Au bout de plus de 4 heures de jeu, Carlsen s’est entretenu avec Chess.com expliquant comment ils avaient tous deux “fait de nombreuses erreurs, de nombreux oublis” et comment sa performance ne l’avait pas convaincu : “Si je devais jouer comme ça en finale, je Je vais certainement perdre, je dois élever mon niveau pour gagner un match qui, je l’espère, sera plus divertissant.” Le Norvégien, visiblement soulagé, a reconnu avoir vécu une “journée très très étrange” et avoir été “un peu nerveux” et “certainement plus tendu que d’habitude”. Il a ensuite salué les progrès réalisés par Niemann : “Il est bien plus fort qu’il y a deux ans, il a fait beaucoup de progrès.” Le joueur californien lui-même semble avoir accepté la défaite et saisi les aspects les plus constructifs de la leçon qu’il a subie : “Il n’y a aucune excuse pour la défaite. Je reviendrai plus fort”, a-t-il tweeté peu de temps après. Son objectif reste le même : devenir le plus fort du monde.
Après tout, ce fut un été formidable pour Hans Niemann. L’Américain a réalisé un jeu mature et convaincant qui lui a permis d’arriver à Paris au-delà de toutes attentes. Battre Vachier-Lagrave et Wesley So, par exemple, c’est avoir mérité cette vitrine et avoir toutes les armes possibles pour défier au mieux un monstre sacré comme Carlsen. Mais pas seulement. Niemann a battu d’autres joueurs de haut niveau, comme Anish Giri, Nikita Vitiugov et Etienne Bacrot, dans un format appelé « Hans Niemann contre le monde ». Il occupe aujourd’hui la 16ème place du classement FIDE, avec un score ELO de 2733. Juste derrière (avec seulement trois points de moins) l’actuel champion du monde, le Chinois Ding Liren.
Il n’y a aucune excuse pour la défaite. Je reviendrai plus fort.

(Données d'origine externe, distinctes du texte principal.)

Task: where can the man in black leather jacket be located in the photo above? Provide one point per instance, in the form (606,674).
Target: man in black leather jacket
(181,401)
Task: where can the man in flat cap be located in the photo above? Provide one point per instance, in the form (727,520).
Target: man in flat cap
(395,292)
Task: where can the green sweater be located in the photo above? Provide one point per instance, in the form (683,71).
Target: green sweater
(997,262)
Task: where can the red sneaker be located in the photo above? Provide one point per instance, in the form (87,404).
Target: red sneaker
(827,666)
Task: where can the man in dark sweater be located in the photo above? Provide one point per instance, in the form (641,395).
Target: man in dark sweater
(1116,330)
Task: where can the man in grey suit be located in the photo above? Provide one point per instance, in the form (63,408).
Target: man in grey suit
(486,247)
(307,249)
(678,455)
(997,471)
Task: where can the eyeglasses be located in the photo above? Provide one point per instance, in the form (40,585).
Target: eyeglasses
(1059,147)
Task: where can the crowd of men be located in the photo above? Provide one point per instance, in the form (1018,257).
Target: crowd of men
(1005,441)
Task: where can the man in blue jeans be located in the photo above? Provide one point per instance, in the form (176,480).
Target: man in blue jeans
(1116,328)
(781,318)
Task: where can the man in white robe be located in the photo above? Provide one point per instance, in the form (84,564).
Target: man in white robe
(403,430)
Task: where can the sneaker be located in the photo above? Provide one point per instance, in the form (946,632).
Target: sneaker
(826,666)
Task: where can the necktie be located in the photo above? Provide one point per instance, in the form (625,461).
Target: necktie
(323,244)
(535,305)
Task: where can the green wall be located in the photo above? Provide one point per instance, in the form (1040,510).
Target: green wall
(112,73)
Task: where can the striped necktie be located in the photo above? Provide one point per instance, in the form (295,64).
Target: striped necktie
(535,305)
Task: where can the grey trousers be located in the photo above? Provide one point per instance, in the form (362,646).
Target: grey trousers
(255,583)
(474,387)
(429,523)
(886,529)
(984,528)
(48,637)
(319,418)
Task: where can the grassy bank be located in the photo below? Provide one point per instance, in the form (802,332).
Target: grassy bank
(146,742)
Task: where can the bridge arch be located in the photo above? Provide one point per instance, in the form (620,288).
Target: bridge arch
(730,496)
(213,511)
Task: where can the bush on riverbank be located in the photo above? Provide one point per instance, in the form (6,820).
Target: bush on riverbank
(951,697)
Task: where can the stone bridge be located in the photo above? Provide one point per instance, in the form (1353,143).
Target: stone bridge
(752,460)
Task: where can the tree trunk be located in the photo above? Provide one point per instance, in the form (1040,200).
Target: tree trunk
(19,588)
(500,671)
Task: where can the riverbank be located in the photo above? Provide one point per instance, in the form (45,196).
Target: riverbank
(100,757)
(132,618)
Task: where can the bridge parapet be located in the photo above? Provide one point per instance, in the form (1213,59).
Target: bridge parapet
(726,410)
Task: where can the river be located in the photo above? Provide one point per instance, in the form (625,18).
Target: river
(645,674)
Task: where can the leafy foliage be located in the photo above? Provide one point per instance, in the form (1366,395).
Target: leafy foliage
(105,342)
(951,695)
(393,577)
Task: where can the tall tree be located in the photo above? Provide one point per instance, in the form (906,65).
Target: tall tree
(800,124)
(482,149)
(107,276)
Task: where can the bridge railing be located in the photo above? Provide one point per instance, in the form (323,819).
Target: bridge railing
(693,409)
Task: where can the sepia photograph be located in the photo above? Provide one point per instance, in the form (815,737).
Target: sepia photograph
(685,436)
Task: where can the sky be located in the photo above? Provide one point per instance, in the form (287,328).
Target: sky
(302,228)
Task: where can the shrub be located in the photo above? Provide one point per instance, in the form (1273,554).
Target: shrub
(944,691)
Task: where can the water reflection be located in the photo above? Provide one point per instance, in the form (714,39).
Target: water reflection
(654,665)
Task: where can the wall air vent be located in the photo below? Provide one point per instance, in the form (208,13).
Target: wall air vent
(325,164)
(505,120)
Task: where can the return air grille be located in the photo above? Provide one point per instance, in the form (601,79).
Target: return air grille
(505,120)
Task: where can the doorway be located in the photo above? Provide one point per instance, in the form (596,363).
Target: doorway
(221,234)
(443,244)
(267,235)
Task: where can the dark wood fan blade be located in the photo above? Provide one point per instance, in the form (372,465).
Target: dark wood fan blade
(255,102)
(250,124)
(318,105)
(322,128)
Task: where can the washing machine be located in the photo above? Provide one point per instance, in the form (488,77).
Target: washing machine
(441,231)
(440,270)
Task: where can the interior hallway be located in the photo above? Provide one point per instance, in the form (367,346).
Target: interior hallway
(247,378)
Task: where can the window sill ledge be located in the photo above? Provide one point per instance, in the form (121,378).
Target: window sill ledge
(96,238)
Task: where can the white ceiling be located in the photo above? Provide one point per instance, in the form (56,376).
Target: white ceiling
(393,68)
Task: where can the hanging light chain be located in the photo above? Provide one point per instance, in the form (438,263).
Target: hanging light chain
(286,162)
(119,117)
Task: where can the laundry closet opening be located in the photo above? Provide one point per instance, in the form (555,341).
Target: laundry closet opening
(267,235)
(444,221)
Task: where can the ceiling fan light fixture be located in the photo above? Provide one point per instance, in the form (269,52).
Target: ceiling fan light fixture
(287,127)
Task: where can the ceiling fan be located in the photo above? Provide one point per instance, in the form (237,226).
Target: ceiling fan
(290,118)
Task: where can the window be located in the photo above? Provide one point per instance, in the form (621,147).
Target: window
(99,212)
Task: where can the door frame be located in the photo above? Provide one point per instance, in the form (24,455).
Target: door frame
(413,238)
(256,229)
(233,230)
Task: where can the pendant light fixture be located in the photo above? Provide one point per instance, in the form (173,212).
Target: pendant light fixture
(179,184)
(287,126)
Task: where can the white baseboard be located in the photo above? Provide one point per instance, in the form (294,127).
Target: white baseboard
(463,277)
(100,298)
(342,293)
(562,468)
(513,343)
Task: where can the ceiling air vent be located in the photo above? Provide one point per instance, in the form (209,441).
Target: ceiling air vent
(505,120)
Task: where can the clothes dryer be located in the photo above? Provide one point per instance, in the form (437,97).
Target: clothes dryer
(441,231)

Merci à tous mes fans, je vous le promets, je suis déterminé à faire tout ce qu’il faut pour devenir le meilleur joueur du monde.
— Hans Niemann (@HansMokeNiemann) 6 septembre 2024
L’adversaire en finale du joueur de Tonsberg de 33 ans sera le Français « adoptif » (il est né et a grandi en Iran), Alireza Firoujza, capable de vaincre un autre spécialiste des échecs en ligne, Hikaru Nakamura, lors de la première demi-finale de Speed Les échecs. Ce sera un match spectaculaire avec un résultat (presque) inattendu.